If that argument was the cornerstone of a deliberate and considered plan, Sir Humphrey Appleby may have described it as courageous. The Panel had no hesitation in finding that the revocable deed poll had nothing to say in relation to CDLI’s voting power in TPC.

There were various other matters associated with these circumstances including that the Clive Palmer entities had made a bid for TPC. There was also a debate around the nature of ‘villa interests’ (these matters relating to the Palmer Coolum Resort).

Orders

The orders made by the Panel were that CDLI could not exercise any voting rights attached to CDLI’s entire stake in TPC and must not dispose of those shares until a bid, broadly on terms no less favourable than those in the original takeover offer, was made and no less than 50% of offers for shares of independent shareholders accept.

Application for judicial review

On 21 September, the Clive Palmer entities filed an application for judicial review in the Brisbane Registry of the Federal Court.

Among the grounds for review were that the time for an application to be made under s657C to the Panel must be 2 months after the relevant circumstances have occurred or a longer period determined by the Panel. It was argued that circumstances were not ongoing and that the application was therefore out of time. Further, the argument ran that if the Panel had extended the time for the application, it did not provide its reasons for doing so and did not afford natural justice in allowing parties to make submissions in relation to this point.

The argument that the downstream acquisition was not in breach of s606 because of the revocable deed poll, and that therefore the Panel made an error of law, formed part of the application.

There is also an application around the ability of the Panel to make orders relating to the villa interests, with the consequence that orders were sought that the Panel improperly exercised its power because its orders were so unreasonable that no reasonable person could have so exercised the powers.

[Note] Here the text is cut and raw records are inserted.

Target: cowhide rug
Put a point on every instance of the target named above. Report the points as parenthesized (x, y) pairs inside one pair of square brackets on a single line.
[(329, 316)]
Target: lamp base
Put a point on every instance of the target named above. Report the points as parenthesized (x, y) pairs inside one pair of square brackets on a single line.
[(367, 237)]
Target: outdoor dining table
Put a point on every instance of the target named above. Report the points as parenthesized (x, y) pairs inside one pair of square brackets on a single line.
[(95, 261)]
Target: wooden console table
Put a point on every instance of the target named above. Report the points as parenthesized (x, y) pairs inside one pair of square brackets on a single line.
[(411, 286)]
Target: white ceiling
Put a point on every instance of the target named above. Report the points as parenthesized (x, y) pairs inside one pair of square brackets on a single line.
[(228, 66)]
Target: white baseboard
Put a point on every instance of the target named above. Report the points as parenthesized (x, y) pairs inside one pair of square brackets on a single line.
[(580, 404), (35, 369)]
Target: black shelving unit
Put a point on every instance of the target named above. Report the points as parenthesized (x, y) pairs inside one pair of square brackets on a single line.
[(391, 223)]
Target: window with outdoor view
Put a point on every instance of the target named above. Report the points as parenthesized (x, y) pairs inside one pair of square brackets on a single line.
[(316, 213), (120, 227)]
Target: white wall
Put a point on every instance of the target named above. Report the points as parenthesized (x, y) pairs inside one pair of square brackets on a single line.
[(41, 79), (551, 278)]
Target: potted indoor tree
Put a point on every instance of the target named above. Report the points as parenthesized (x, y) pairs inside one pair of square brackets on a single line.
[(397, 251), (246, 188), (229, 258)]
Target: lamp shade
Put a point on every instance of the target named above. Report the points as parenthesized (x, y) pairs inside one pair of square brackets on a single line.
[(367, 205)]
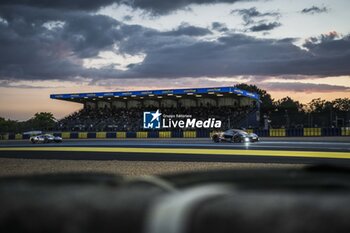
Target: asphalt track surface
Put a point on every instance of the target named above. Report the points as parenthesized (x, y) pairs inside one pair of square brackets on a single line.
[(268, 150)]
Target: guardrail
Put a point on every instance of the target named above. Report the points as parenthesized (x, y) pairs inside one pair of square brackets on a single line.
[(303, 132)]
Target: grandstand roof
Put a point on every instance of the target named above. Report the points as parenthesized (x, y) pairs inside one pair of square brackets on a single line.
[(81, 97)]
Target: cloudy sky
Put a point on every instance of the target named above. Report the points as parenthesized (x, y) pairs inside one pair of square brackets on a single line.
[(299, 48)]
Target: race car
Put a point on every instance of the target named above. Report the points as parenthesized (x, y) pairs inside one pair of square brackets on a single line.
[(234, 135), (45, 138)]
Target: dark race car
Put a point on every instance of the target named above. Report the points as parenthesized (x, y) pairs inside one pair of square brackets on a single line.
[(45, 138), (234, 135)]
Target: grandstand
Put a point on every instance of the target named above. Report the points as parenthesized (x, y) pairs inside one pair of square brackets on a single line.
[(123, 111)]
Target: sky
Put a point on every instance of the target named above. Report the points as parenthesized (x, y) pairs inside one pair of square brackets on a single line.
[(290, 48)]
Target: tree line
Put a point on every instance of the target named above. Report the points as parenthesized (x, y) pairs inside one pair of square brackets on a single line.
[(285, 112)]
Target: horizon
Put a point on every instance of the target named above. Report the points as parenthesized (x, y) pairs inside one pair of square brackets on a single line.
[(300, 49)]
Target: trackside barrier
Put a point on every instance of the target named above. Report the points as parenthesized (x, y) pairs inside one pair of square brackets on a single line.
[(312, 132), (131, 134), (294, 132), (345, 131), (91, 135), (164, 134), (82, 135), (65, 135), (203, 134), (300, 132), (331, 132), (153, 134), (250, 131), (101, 135), (111, 135), (177, 134), (142, 134), (121, 134), (277, 132), (189, 134), (74, 135), (57, 134)]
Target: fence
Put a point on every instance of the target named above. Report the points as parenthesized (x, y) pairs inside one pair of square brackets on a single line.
[(304, 132)]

The Clive Palmer entities also made a claim of apprehended bias against the Panel with the consequence that its decision should be quashed. This was on the basis that the President of the Panel was a partner of a law firm where that law firm, in a completely unrelated matter, was involved in acting for a company who was in turn suing a company controlled by Clive Palmer.

Where to from here?

The prospect of judicial review has clearly excited some parties to Panel proceedings. But as CMI Limited demonstrates, judicial review is a disciplined body of law that cannot simply be called upon without good reason. Not every application to the Court will have a fairytale ending.